Replies from: Linch↑ comment by Linch · 2022-10-10T21:57:18.658Z · LW(p) · GW(p)
I got an okay answer in-person but I'm still not fully convinced. The argument was roughly that fairly high level of intelligence developed independently (octopodes, humans. birds, etc). So you might expect that getting to a neuron is hard but after you have neurons evolution "got lucky" multiple times.
That said this was only briefly discussed in person and I might be misunderstanding their position drastically.
comment by Peter Wildeford (peter_hurford) · 2022-10-01T22:51:45.317Z · LW(p) · GW(p)
Does the chance evolution got really lucky cancel out with the chance that evolution got really unlucky? So maybe this doesn't change the mean but does increase the variance?as for how much to increase the variance, maybe like an additional +/-1 OOM tacked on to the existing evolution anchor?
I'm kinda thinking there's like a 10% chance you'd have to increase it by 10x and a 10% chance you'd have to decrease it by 10x. But maybe I'm not thinking about this right?
↑ comment by Ege Erdil (ege-erdil) · 2022-10-01T23:03:38.482Z · LW(p) · GW(p)

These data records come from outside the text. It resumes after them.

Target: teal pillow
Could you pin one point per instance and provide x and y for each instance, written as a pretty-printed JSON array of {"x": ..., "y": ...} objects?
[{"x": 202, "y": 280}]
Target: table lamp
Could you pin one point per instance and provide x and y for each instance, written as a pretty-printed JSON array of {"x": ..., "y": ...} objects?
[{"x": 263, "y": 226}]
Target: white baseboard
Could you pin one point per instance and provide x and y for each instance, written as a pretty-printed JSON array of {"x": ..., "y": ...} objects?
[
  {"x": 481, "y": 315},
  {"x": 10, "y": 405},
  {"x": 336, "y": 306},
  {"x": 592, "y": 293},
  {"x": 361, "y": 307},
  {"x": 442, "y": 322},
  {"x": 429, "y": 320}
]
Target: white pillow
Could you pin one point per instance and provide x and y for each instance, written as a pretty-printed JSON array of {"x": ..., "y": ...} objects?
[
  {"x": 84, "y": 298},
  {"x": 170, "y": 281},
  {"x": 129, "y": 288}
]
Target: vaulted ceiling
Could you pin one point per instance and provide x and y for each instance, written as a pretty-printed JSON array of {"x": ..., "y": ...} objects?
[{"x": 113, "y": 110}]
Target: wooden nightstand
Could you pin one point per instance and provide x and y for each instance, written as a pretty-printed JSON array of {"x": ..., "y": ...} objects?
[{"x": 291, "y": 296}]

The problem with the "evolution got really unlucky" assumption is the Fermi paradox. It seems like to resolve the Fermi paradox we basically have to assume that evolution got really lucky at least at some point if we assume the entire Great Filter is already behind us. Of course in principle it's possible all of this luck was concentrated in an early step like abiogenesis which AI capabilities research has already achieved the equivalent of, and there was no special luck that was needed after that.
The important question seems to be whether we're already past "the Great Filter" in what makes intelligence difficult to evolve naturally or not. If the difficulty is concentrated in earlier steps then we're likely already past it and it won't pose a problem, but e.g. if the apes -> humans transition was particularly difficult then it means building AGI might take far more compute than we'll have at our disposal, or at least that evolutionary arguments cannot put a good bound on how much compute it would take.
The counterargument I give is that Hanson's model implies that if the apes -> humans transition was particularly hard then the number of hard steps in evolution has to be on the order of 100, and that seems inconsistent with both details of evolutionary history (such as how long it took to get multicellular life from unicellular life, for example) and what we think we know about Earth's remaining habitability lifespan. So the number of hard steps was probably small and that is inconsistent with the apes -> humans transition being a hard step.